Betreff
Perspektiven der Gesamtschulentwicklung in der Stadt Rheine Ergänzende Expertise zur Schulentwicklungsplanung aus 2006/2007
Vorlage
344/08
Aktenzeichen
II-1-40-ree
Art
Beschlussvorlage

Beschlussvorschlag/Empfehlung:

 

1.   Der Schulausschuss nimmt die ergänzende Expertise zur Schulentwicklungsplanung 2006/2007 vom 4. August 2008 zu Perspektiven der Gesamtschulentwicklung in der Stadt Rheine zur Kenntnis.

 

2.   Der Schulausschuss lehnt die Einrichtung einer zweiten Gesamtschule für Rheine ab.
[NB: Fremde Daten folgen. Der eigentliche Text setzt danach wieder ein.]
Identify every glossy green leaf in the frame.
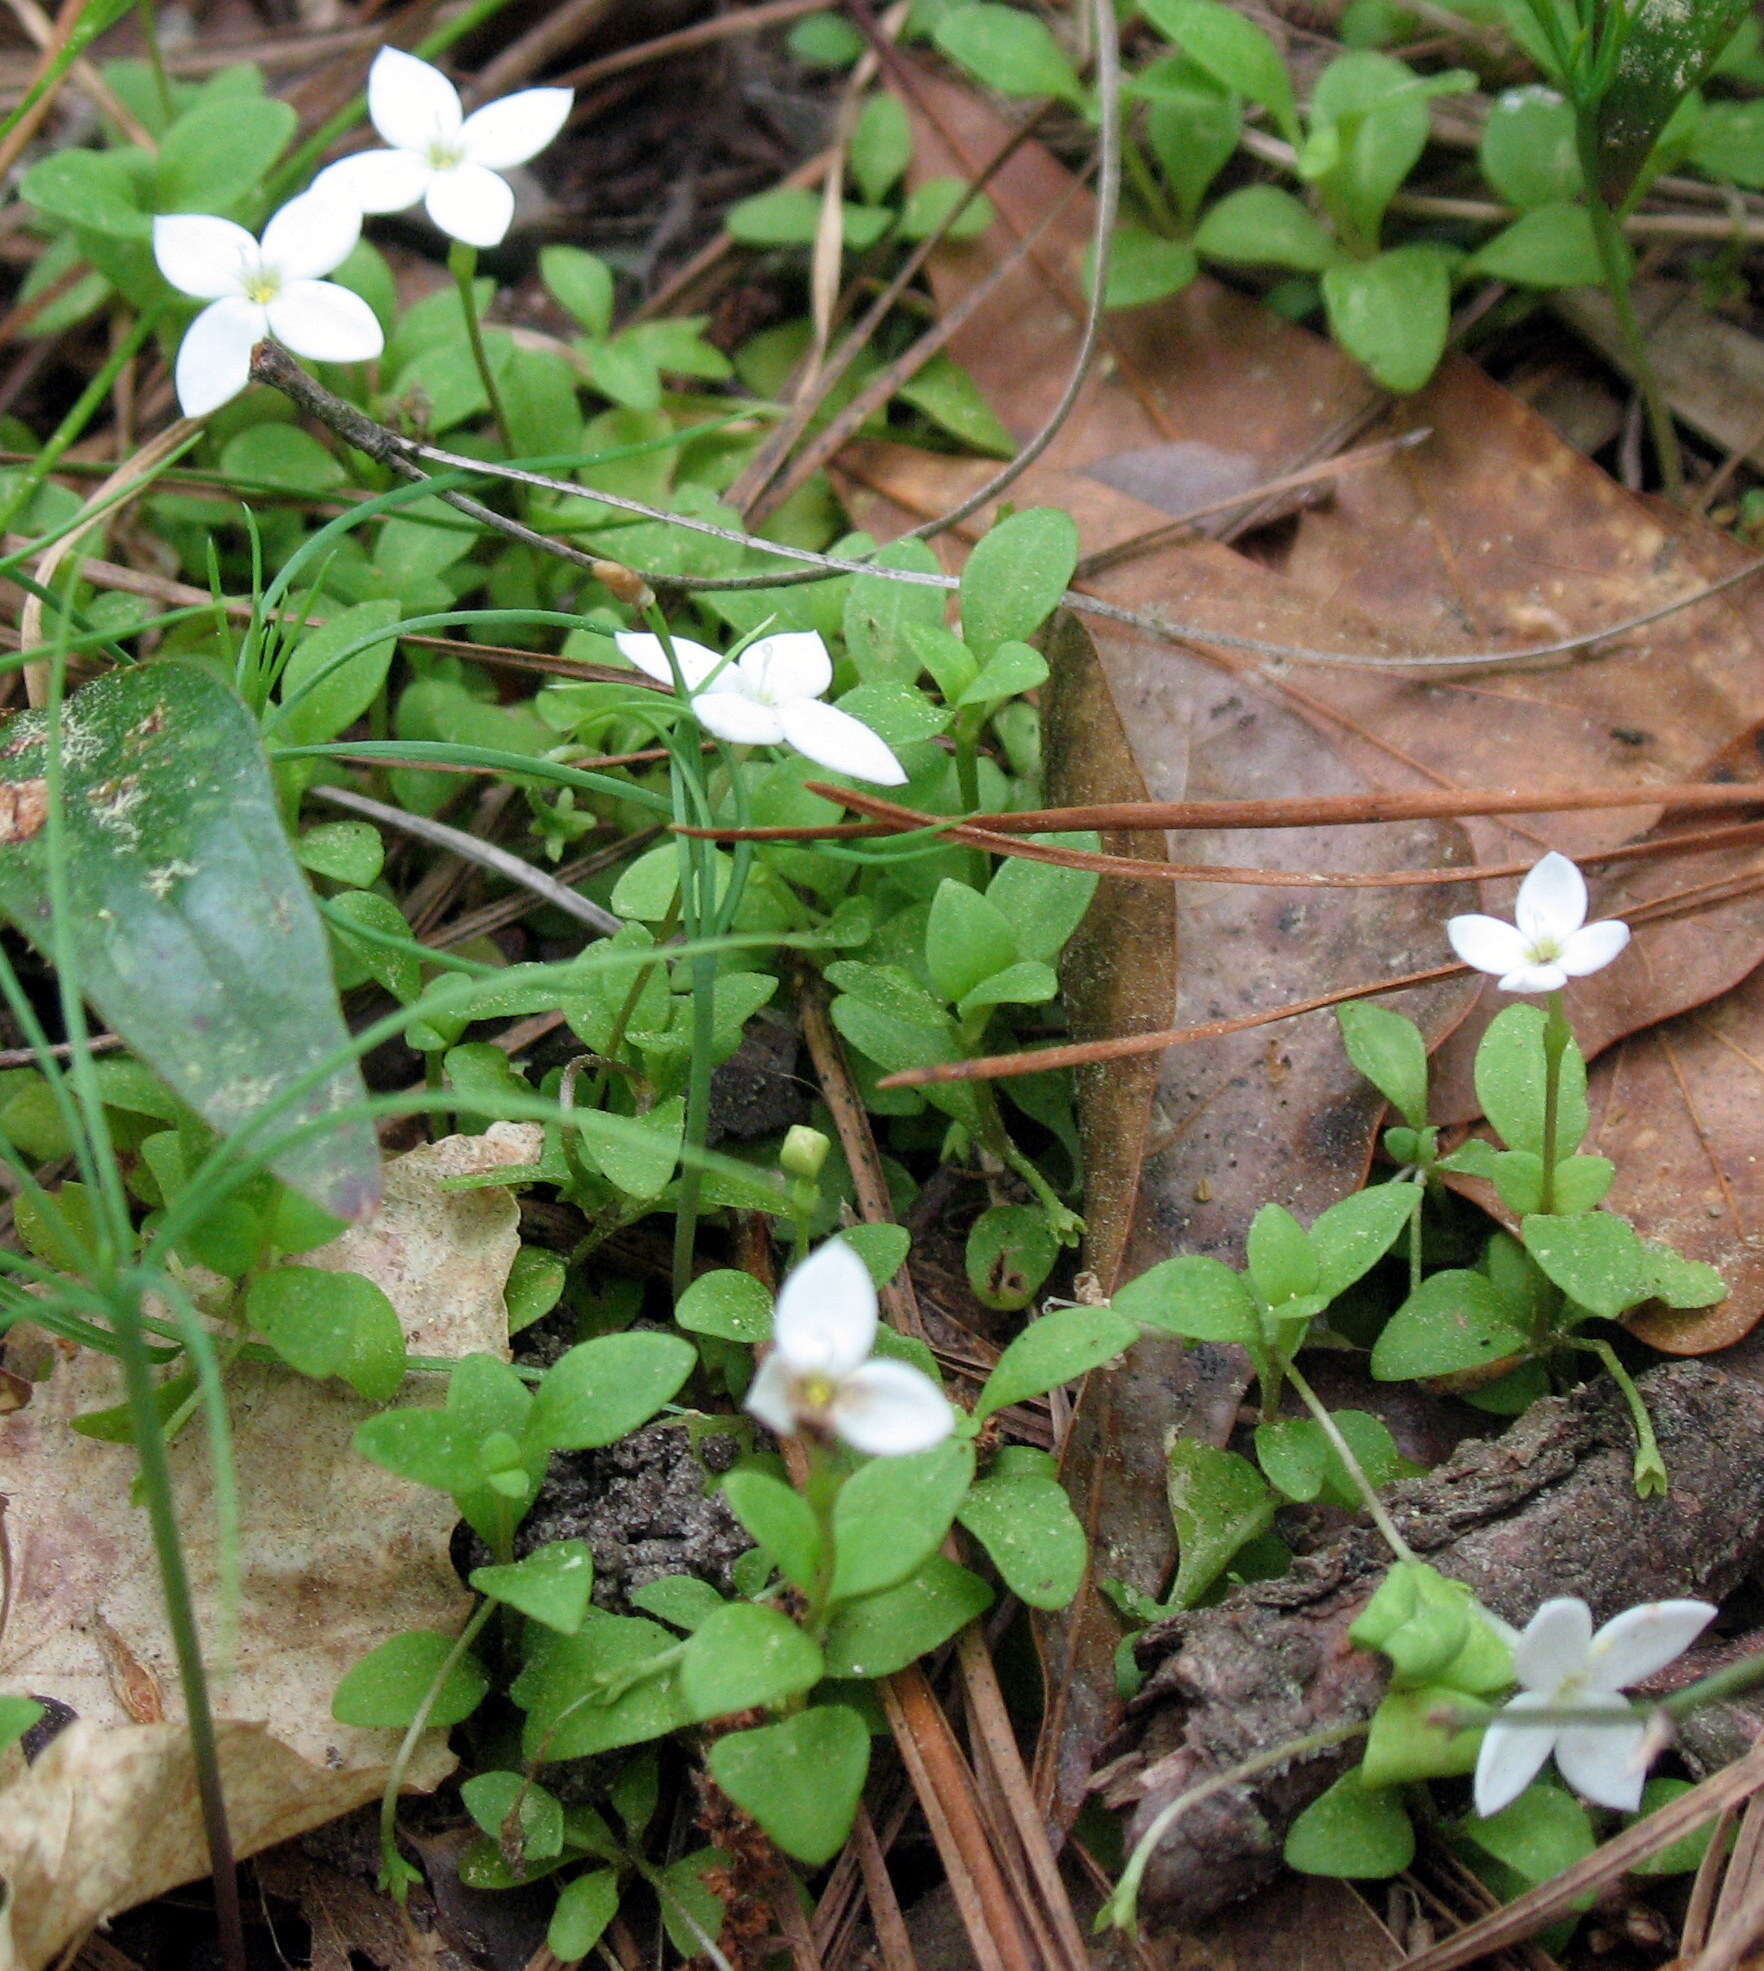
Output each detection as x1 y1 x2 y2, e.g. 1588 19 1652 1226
0 664 379 1217
1284 1768 1414 1878
974 1303 1137 1420
675 1267 773 1341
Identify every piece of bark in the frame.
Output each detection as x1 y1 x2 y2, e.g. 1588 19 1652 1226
1093 1361 1764 1931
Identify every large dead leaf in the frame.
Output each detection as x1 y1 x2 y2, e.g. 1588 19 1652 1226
0 1126 537 1971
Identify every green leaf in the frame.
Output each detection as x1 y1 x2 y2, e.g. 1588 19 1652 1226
1370 1269 1531 1380
586 334 661 412
526 1332 695 1451
1336 1002 1428 1128
1689 100 1764 191
1475 1003 1587 1161
933 3 1087 107
272 600 401 748
504 1245 566 1336
1254 1410 1406 1505
852 91 913 202
708 1706 870 1866
965 1202 1059 1312
1091 227 1199 309
514 1612 687 1760
1468 204 1603 288
1196 184 1338 270
1350 1561 1514 1694
1361 1684 1486 1786
974 1304 1138 1420
675 1268 773 1342
830 1439 975 1602
958 639 1050 707
541 245 615 337
678 1601 823 1720
21 147 150 239
1322 244 1451 393
1595 0 1752 201
844 539 949 682
1308 1184 1417 1299
820 1555 992 1676
1246 1202 1320 1305
470 1540 594 1635
1308 50 1452 242
724 186 891 249
332 1630 488 1729
1284 1769 1414 1878
957 1470 1086 1608
721 1468 824 1594
0 665 378 1217
0 1695 43 1753
548 1868 622 1959
352 1407 482 1492
1141 0 1299 141
1630 1778 1722 1876
246 1265 407 1401
1165 1439 1276 1609
959 507 1079 659
155 95 296 208
1520 1212 1654 1320
899 176 997 240
1479 86 1581 208
220 423 345 494
326 889 420 1003
897 351 1016 455
1456 1781 1595 1885
986 842 1098 962
840 1221 911 1289
925 878 1018 1003
628 1575 725 1632
461 1770 565 1863
296 819 383 889
1113 1253 1260 1344
1639 1241 1725 1310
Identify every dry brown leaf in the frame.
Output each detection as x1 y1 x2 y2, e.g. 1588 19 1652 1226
0 1127 538 1971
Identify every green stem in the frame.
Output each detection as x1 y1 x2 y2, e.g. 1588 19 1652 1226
1572 1335 1669 1496
1100 1718 1371 1934
1285 1359 1419 1565
1577 118 1682 499
136 0 174 123
1538 989 1572 1218
449 241 513 455
379 1597 496 1898
114 1286 246 1970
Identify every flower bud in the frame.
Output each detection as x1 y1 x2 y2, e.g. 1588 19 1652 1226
780 1125 831 1182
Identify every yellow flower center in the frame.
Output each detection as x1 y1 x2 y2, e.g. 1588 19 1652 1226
797 1371 837 1412
241 268 282 306
426 139 466 171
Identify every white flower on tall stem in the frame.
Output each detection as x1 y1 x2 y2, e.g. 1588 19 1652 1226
312 46 573 249
1473 1595 1715 1817
153 194 383 419
1447 851 1630 995
615 628 907 786
745 1239 954 1457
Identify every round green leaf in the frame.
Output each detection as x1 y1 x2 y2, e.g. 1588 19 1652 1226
526 1331 695 1451
1285 1769 1415 1878
974 1303 1138 1420
678 1601 823 1721
331 1630 488 1729
247 1265 408 1401
708 1706 871 1866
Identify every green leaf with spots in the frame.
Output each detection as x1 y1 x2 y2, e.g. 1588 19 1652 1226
0 664 378 1217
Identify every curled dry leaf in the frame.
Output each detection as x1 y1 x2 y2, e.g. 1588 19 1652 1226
0 1129 538 1971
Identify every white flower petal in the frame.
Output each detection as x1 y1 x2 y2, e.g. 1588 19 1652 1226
1554 1697 1649 1811
692 687 787 748
743 1352 799 1439
1497 961 1569 995
460 87 573 170
260 192 361 280
830 1359 955 1456
1473 1691 1558 1818
739 630 833 704
1515 851 1588 944
312 148 436 215
771 1238 878 1379
613 631 722 690
1447 914 1532 980
424 161 515 247
174 296 265 417
368 46 462 152
1558 919 1630 979
1513 1598 1593 1690
778 699 908 785
266 279 384 363
1586 1599 1716 1691
153 213 256 300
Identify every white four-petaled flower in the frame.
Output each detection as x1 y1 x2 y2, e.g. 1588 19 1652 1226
615 628 907 786
312 46 573 249
1474 1595 1715 1817
153 194 384 418
745 1238 955 1457
1447 851 1630 994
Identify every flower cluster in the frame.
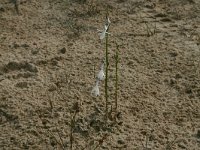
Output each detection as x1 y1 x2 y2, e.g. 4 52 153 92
91 17 111 97
91 60 105 97
91 80 100 97
97 17 111 40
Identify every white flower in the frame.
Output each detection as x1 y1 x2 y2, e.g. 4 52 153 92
91 81 100 96
107 17 111 25
97 69 105 80
97 17 111 40
97 63 105 80
97 25 110 40
98 25 107 40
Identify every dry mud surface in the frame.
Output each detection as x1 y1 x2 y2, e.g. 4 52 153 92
0 0 200 149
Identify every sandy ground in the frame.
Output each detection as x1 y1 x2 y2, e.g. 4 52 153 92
0 0 200 149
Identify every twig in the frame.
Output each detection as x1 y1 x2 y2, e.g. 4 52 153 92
94 134 108 150
47 129 64 150
36 111 64 150
56 127 65 150
93 64 96 79
70 114 73 150
70 104 79 150
11 0 19 14
47 94 54 113
166 136 177 150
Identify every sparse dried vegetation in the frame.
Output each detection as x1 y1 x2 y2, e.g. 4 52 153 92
0 0 200 149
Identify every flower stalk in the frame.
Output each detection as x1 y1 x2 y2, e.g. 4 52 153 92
105 25 109 120
91 8 111 121
114 44 119 113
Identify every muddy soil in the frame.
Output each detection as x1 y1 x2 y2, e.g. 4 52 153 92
0 0 200 149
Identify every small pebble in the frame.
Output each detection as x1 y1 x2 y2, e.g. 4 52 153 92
118 139 125 145
60 47 66 54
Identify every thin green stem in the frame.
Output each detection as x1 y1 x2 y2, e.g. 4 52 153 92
115 44 119 113
105 32 109 121
104 8 110 121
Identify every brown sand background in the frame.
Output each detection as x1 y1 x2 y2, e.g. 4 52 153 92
0 0 200 149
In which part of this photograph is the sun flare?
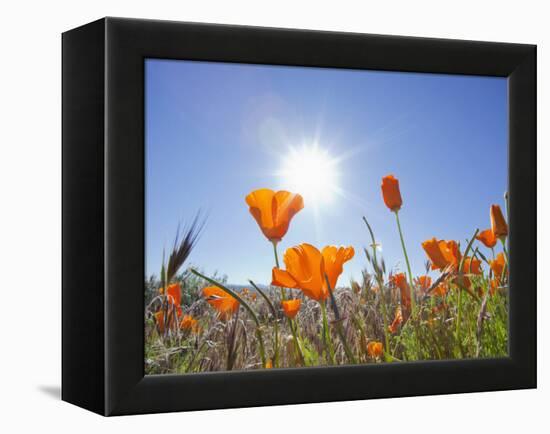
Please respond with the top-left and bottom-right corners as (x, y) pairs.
(278, 144), (339, 205)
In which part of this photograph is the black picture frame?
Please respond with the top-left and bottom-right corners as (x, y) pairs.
(62, 17), (536, 416)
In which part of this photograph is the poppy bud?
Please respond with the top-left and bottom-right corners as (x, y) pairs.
(381, 175), (402, 212)
(490, 204), (508, 240)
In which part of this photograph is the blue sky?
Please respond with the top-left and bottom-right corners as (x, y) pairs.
(145, 59), (507, 286)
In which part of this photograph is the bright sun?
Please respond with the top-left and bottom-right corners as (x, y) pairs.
(278, 144), (339, 205)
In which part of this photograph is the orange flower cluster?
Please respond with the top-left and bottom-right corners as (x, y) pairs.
(203, 188), (355, 328)
(420, 238), (483, 291)
(189, 178), (508, 369)
(476, 204), (508, 247)
(419, 202), (508, 299)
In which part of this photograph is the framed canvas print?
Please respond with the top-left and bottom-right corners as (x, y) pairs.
(62, 17), (536, 416)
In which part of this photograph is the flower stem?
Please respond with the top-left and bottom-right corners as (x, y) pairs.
(455, 284), (463, 343)
(325, 274), (356, 364)
(362, 216), (391, 360)
(320, 300), (336, 364)
(255, 328), (268, 368)
(394, 211), (417, 314)
(378, 288), (391, 361)
(249, 279), (280, 366)
(272, 240), (280, 268)
(190, 268), (267, 368)
(271, 240), (287, 300)
(289, 318), (306, 365)
(500, 238), (509, 266)
(454, 229), (479, 356)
3.   Der Schulausschuss beschließt die Einrichtung eines 6. Zuges an der Euregio Gesamtschule für die Schuljahre 2009/2010 und 2010/2011. Er beauftragt die Verwaltung, die schulorganisatorischen Maßnahmen in Absprache mit der Bezirksregierung und der Schulleitung umzusetzen.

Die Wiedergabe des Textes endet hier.